The annals of film history enshrine the movies that heralded breakthroughs in cinematic technology. There’s The Jazz Singer in 1927, which was the first feature with sound; Becky Sharp in 1935, which pioneered three-color Technicolor; and Glory Road , which…
Glory Road ?
Yes, Glory Road . You may have missed it, but earlier this year that Disney feature about a scrappy Texas basketball team became the first motion picture released in a standardized digital form. Setting aside their film projectors, 29 theater owners ran the movie as a stream of bits from a stack of hard drives. In earlier attempts to launch digital technology, movies were encoded to play on proprietary systems, beginning with Star Wars Episode 1: The Phantom Menace , which hit two screens in New Jersey and two more in California on 19 May 1999. The largest nonstandard digital release was the three-dimensional version of Chicken Little , which played on 100 screens in late 2005.
But by the end of this year more than 2000ï»' North American theaters will be projecting bits instead of frames; by the end of 2007, more than 5000 North American screens will be digital.
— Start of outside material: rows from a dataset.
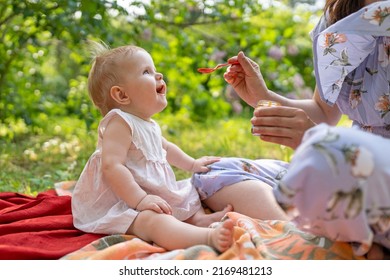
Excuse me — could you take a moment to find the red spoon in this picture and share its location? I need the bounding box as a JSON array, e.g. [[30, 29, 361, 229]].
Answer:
[[198, 61, 238, 74]]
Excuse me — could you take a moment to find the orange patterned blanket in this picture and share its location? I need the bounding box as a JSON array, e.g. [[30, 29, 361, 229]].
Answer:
[[56, 182, 363, 260]]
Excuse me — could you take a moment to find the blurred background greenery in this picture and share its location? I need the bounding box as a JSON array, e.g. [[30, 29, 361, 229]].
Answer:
[[0, 0, 330, 194]]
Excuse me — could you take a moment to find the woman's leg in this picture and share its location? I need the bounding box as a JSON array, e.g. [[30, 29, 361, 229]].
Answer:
[[274, 124, 390, 258], [127, 210, 234, 252], [204, 180, 288, 220]]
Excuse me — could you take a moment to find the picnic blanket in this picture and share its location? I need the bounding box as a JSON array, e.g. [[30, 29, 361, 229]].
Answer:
[[0, 181, 364, 260], [0, 190, 103, 260]]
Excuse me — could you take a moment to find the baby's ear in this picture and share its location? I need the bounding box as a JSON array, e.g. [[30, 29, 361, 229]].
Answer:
[[110, 86, 131, 104]]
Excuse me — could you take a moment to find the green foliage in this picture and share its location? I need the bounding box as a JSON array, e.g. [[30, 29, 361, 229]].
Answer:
[[0, 0, 317, 193], [0, 0, 320, 132]]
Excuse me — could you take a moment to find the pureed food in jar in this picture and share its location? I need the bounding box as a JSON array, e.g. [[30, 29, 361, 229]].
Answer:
[[251, 100, 281, 136]]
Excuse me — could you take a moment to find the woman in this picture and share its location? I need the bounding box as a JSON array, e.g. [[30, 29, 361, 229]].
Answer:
[[201, 0, 390, 258]]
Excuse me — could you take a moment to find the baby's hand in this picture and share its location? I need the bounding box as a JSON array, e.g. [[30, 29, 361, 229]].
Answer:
[[135, 194, 172, 215], [192, 156, 221, 173]]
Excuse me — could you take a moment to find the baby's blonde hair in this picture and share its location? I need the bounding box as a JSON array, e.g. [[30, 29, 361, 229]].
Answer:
[[88, 41, 145, 116]]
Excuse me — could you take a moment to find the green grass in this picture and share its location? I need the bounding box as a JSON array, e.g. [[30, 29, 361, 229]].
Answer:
[[0, 116, 349, 195]]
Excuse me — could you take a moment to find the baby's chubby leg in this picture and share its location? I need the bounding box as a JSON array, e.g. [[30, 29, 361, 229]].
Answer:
[[185, 204, 233, 227], [126, 210, 234, 252]]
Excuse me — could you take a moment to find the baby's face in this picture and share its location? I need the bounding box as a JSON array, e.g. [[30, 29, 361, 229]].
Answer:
[[120, 50, 167, 119]]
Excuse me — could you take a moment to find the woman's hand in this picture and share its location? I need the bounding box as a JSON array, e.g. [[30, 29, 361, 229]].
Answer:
[[191, 156, 221, 173], [223, 52, 270, 107], [135, 194, 172, 215], [251, 106, 316, 149]]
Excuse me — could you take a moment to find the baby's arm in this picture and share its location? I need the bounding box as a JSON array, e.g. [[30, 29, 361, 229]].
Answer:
[[102, 117, 172, 214], [163, 137, 221, 172]]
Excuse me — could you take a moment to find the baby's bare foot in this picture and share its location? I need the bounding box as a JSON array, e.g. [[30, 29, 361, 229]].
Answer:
[[366, 243, 385, 260], [208, 219, 234, 252]]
And the digital invasion is advancing around the globe. In Ireland, for example, 500 screens will be digital by the middle of 2007; in India, 2500 will convert by the end of that year.
After nearly a decade of talk and no action on the commercial front, digital cinema is taking the world by storm. The reason for the tempest? In a word: standards. On 27 July 2005, seven movie studios got together and published the first specification for digital cinema, and the motion picture industry launched its biggest transition since black-and-white movies gave way to color.
The ongoing shift to digital cinema will bring major benefits to moviegoers, theater owners, and the movie studios. For moviegoers, the move will mean a larger variety of features and possibly even other entertainment at their local movie theaters. The movies will have higher-quality images, and there will be more offerings in a 3-D format. In a digital world, much of the expense and difficulty of displaying a movie in 3-D disappears, and 3-D becomes a real option for moviemakers instead of just a gimmick [see sidebar, ”Digital Cinema: Another Dimension”].
For theater owners, digital will make movies easier and cheaper to handle, ship, store, and discard. But for these exhibitors, the biggest benefit may turn out to be the simple ability to replicate a movie on-site for showing on multiple screens when it becomes an unexpected hit.
Studios will also save money—lots of it: the movie industry estimates that it currently spends close to US $1 billion annually to process and ship 35-millimeter films to theaters; it expects to save several hundreds of millions of dollars when 35-mm films are replaced with digital releases. Already, too, new applications are starting to emerge, including the showing of live sports events, legitimate theater offerings, and even operas at movie theaters.
While the bits themselves are much cheaper to replicate than reels of film, the up-front costs of putting a digital picture in front of a theater audience are about $100 000 per screen compared with about $35 000 for the corresponding film projection equipment. (The cost of the sound system is basically unchanged.)
And therein lies the rub. Theater owners who considered running digital pictures balked at making that kind of investment without assurance that the technology would be compatible with the offerings of all movie studios for the long term.
For instance, when Boeing Digital Cinema, CineComm, and Technicolor introduced incompatible digital cinema systems back in 2001, they didn’t catch on. The systems supplied by CineComm worked only with a particular brand of projector made by a Hughes/JVC joint venture, and that projector didn’t reproduce colors in the same manner as the new projectors being shipped by Texas Instruments. Lack of interoperable standards meant that each system required a separate master, or else the color red on one projector system, for example, might display as pink on the other.
Meanwhile, the Technicolor system used a compression technology from Qualcomm, which was completely incompatible with the more standard MPEG (for Motion Picture Experts Group) compression used by the Boeing system. Studios had to produce two completely different digital files. The situation was, frankly, a mess.